Sure, it’s a gripping Premier League and all that, but difficult questions have to be asked: how ready is the nation for Liverpool to win the title? Great players, fantastic history, charismatic manager of course. But as my 13-year-old friend Fred said, ‘We’ll never hear the end of it.’ Liverpool do have the knack of getting up people’s noses even more than the Manchester big boys.
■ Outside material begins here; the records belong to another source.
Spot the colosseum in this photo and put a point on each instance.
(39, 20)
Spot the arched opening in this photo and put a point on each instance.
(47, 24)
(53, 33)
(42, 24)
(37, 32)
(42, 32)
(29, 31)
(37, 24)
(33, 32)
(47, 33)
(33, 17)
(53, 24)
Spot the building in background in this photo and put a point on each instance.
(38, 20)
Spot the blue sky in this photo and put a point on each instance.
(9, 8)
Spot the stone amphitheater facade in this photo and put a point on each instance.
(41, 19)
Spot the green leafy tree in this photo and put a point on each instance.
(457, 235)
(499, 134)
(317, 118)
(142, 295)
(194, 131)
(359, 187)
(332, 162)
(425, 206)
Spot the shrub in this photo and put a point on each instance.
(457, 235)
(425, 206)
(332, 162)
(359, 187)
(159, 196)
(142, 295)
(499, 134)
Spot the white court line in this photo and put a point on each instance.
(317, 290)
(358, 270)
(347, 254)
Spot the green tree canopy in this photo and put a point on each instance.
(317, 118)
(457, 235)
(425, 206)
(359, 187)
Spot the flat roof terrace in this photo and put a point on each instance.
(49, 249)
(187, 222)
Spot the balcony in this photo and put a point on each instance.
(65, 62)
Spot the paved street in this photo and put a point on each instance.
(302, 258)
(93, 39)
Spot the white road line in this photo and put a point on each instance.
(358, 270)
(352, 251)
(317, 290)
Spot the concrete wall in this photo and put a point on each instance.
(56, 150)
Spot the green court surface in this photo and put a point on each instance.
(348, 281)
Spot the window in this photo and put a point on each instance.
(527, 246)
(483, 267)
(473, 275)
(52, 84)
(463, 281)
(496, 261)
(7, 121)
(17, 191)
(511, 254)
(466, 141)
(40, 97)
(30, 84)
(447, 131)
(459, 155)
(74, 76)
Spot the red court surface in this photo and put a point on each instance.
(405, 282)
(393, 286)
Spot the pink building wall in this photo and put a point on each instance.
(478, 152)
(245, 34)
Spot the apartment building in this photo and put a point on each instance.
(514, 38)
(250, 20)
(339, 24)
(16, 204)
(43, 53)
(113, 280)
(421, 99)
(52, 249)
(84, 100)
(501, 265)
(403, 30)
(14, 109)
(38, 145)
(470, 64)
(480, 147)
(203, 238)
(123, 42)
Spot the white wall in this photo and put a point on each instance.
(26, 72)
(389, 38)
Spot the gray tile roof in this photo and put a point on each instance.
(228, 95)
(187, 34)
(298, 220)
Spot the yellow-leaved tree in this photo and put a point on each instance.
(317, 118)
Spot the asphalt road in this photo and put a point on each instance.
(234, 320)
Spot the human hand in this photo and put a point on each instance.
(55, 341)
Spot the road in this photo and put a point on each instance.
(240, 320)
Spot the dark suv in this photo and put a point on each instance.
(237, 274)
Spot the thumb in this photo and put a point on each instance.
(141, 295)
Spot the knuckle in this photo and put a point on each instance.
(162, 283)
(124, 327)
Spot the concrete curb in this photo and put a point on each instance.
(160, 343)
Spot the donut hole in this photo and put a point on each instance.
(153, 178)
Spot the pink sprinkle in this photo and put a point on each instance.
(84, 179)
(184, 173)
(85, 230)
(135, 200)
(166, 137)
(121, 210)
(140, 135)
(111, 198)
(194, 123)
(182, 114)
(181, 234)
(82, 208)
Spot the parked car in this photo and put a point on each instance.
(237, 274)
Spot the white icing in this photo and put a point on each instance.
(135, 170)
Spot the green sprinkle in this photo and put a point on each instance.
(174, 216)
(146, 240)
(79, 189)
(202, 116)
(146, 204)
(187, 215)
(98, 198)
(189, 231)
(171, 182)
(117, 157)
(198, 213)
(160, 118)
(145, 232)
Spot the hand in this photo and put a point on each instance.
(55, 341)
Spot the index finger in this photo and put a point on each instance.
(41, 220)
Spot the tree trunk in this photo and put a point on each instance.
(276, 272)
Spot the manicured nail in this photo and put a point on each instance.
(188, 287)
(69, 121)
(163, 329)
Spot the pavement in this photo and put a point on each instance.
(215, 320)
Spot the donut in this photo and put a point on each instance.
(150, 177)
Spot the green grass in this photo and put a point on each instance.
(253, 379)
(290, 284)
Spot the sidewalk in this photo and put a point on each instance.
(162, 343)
For thousands of fans, the best football of the year was the Checkatrade final between Portsmouth and Sunderland, two great cities and two great football traditions. There were no blazers, no corporates, just red and blue. Full of grans and kids and very very noisy. Each outfit conscious that the other was a proper old club (both had their grounds designed by the great Archibald Leitch, the Christopher Wren of football stadiums), and both have a long-suffering fan base who would still turn out in their thousands for a relegation tussle in the Evo-Stik Southern League. Touts too, and I doubt whether they have ever bothered much with the Checkatrade. The spirit of football, eh!
It’s the Boat Race this weekend and you’ve probably seen some extraordinary beefcake pictures of James Cracknell, looking much the same now as when he won Olympic Gold, and competing for Cambridge at the age of 46, smashing the record for the oldest oarsman by almost 11 years. Has there ever been a more vivid demonstration of the way university sport has changed than the fact that a father of three whose marriage difficulties have been well chronicled is taking part in the battle of the young blades on the Tideway?
Cracknell is doing a Masters in human evolution, but god forbid Cambridge gave an easy postgrad place to a great sportsman who could bring some stardust. I am sure Cracknell will be knuckling down to his studies after the race, Come on this Sunday, Crackers.